Birds of Passage
Release Date: February 13th 2019 (USA)
Movies and TV series about the South American drug trade are all over the place. Drugs, guns and violence: what’s the issue from an entertainment standpoint? Now comes Birds of Passage, a look at the Colombian drug wars of the 1970s and ’80s from Cristina Gallego and Ciro Guerra, who burst onto the scene in 2015 with Embrace of the Serpent.
Birds of Passage tells the story of a Wayuu family that becomes involved in the growing business of selling pot to Americans. As the man of the house, Rapayet (Jose Acosta) provides for his family by selling coffee with his friend Moises, a Spanish-speaking outsider to the Wayuu people. When the two run into a group of Americans looking for marijuana, Rapayet turns to his cousin Anibal, whose clan grows the drug.
Anibal ties together the mob feel to the movie. As soon as things begin to take off for Rapayet and Moises, his friend loses his temper and kills an American. The reckless and unnecessary killing causes a PR nightmare (if there is any in the Colombian drug trade.) Because of the tomfoolery of his partner. Rapayet is left to make a tough decision: What to do with Moises? Throughout the film Rapayet is left making tough decisions, Is the money he is making for himself and his family worth the risk?

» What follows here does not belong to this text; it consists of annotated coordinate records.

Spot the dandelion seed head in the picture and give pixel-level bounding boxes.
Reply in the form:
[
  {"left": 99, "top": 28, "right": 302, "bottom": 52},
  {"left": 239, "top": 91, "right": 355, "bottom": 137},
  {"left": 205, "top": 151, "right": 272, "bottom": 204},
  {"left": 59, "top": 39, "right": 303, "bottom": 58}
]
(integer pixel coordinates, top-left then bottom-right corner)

Birds of Passage follows a familiar mob formula — a foundation is built on trust, family and loyalty, much like the stories of the Godfather and Goodfellas. Unlike its American counterparts, there is a lack of graphic violence in Birds of Passage. Of course, there is a fair share of killing, but we never see the murders take place, only the aftermath, whether it is the bodies or characters covered in blood after leaving someone’s house.
Birds of Passage’s beautiful cinematography and cultural exploration of a remote part of South America make it the best of movie I have seen in 2019. If you are lucky enough to be see this fascinating film, make it happen. It’s the perfect switch up to a oversaturated genre.